Effective Energy/Uranium One
Overview
Under a CBCA plan of arrangement, shareholders of Uranium One, which is a TSX- and JSE-listed Canadian corporation, will receive Cdn.$2.86 cash per common share (or the Rand equivalent in the case of South African shareholders) from Effective Energy, representing a 32% premium over the 20 day pre-announcement VWAP on the TSX. ARMZ is the Russian parent of Effective Energy, a Netherland public limited liability company, and is an indirect wholly-owned subsidiary of Rosatom Nuclear Energy State Corporation. Effective Energy and another wholly-owned subsidiary of ARMZ together hold 51.4% of the shares of Uranium One. The cash consideration for the minority shares aggregates $1.3 billion.
Break fee
$45 million.
Plan of Arrangement
Under the Plan of Arrangement:
- Each common share of a dissenter will be transferred for its fair value to Effective Energy
- Each common share other than those of ARMZ or affiliates, or of dissenters, will be transferred to Effective Energy for cash of $2.86
- Each stock option will be cancelled in exchange for a cash payment equal to its in-the-money value (based on the $2.86 per share consideration) plus, in the case of an employee/officer optionholder, a payment on December 31, 2013 equal to the black-scholes value of the option minus the amount of any in-the-money payment received
MI 61-101 analysis
The arrangement is a business combination requiring a formal valuation of the Uranium One common shares.

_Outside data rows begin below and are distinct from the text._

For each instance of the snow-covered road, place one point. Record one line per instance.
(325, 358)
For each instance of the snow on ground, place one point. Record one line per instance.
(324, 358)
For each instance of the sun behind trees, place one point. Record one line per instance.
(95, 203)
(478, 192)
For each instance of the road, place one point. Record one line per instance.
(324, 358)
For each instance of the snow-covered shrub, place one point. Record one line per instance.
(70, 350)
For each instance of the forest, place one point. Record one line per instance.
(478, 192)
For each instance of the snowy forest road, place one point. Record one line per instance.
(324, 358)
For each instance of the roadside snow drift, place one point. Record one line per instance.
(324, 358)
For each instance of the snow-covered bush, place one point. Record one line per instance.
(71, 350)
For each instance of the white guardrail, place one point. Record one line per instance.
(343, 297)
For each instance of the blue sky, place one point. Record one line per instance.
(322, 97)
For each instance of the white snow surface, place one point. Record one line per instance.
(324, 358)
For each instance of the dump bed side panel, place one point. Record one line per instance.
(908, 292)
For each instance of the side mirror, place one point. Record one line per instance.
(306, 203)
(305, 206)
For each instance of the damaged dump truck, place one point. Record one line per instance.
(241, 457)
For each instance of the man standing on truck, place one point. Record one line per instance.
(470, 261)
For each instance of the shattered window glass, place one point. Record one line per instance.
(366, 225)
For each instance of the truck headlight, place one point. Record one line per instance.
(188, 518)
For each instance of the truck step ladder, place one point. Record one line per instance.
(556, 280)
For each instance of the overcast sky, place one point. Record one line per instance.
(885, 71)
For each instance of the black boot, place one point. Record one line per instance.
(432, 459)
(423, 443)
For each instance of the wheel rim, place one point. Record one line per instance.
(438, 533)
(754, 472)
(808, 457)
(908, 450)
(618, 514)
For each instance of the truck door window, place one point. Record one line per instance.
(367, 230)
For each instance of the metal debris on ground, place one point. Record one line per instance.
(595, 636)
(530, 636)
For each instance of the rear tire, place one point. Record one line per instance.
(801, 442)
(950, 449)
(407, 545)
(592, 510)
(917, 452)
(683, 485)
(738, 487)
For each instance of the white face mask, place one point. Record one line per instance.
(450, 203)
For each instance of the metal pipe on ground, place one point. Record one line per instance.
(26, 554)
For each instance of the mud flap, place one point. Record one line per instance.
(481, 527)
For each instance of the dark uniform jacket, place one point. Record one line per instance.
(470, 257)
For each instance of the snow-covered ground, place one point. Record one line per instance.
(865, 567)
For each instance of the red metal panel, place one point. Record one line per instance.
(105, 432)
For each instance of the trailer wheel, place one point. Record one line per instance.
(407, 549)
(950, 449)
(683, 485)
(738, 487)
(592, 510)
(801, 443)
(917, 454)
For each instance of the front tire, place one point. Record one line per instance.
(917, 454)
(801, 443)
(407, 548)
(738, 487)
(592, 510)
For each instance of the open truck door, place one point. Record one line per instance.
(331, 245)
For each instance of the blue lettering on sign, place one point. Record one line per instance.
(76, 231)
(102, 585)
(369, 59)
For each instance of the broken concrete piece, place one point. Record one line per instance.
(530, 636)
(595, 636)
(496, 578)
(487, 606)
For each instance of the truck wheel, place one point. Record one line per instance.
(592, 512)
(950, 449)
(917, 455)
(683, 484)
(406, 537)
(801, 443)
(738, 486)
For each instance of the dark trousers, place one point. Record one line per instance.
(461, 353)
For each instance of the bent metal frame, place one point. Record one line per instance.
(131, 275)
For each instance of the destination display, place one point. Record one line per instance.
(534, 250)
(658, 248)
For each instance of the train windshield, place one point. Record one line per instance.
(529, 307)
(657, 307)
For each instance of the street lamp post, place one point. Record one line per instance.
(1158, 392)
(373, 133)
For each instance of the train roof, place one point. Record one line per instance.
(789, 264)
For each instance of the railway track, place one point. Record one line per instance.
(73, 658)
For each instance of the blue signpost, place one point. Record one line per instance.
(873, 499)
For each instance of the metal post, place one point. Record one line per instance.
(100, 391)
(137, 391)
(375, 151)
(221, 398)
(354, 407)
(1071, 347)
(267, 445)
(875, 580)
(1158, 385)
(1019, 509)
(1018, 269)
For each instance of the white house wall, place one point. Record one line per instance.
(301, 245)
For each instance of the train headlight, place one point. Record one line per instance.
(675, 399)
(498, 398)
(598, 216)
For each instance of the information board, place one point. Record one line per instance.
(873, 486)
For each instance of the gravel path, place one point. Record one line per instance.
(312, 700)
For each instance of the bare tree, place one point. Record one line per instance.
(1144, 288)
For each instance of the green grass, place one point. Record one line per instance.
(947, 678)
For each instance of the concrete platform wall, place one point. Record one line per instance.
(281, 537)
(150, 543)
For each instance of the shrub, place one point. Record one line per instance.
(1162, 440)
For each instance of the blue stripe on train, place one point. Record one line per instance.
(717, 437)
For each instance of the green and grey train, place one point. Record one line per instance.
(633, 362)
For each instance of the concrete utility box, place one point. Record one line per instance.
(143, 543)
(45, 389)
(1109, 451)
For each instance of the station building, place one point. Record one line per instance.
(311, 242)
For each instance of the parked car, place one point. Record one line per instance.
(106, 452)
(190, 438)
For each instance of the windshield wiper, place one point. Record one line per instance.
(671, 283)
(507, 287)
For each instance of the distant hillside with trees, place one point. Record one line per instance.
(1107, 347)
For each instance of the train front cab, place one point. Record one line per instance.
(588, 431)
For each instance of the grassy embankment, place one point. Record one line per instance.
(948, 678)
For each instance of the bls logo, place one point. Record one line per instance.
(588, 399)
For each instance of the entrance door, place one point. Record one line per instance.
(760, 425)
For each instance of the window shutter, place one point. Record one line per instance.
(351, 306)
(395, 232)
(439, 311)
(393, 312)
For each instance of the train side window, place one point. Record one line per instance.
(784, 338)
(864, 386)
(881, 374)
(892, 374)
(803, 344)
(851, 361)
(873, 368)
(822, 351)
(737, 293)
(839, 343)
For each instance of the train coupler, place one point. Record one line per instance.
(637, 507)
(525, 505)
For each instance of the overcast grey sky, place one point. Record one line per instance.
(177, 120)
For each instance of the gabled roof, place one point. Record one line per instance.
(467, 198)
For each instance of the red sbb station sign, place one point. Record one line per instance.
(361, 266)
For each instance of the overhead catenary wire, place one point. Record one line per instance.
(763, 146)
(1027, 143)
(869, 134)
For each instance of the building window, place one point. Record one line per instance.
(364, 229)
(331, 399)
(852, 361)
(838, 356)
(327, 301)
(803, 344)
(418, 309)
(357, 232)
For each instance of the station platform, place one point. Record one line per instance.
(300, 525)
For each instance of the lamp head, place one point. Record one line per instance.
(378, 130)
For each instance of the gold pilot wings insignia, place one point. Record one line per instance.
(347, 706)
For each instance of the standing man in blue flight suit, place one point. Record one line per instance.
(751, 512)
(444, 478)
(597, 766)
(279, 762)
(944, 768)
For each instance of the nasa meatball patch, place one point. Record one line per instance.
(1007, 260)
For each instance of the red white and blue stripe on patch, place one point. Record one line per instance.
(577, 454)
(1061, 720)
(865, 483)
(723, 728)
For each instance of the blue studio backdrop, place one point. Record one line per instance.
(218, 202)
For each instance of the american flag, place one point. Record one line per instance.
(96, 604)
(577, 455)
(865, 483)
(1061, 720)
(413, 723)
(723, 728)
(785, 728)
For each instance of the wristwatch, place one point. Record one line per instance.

The arrangement resolution must be approved by a simple majority of the shareholders who are not interested parties. Interested parties hold 51.49% of the common shares and 50.21% of the stock options.
Canadian tax consequences
The acquisition will occur on a taxable basis. Standard taxable Canadian property disclosure.
U.S. tax consequences
Uranium One believes that it did not constitute a PFIC for its 2008 to 2012 taxation years, and expects that it should not be a PFIC for its 2013 year.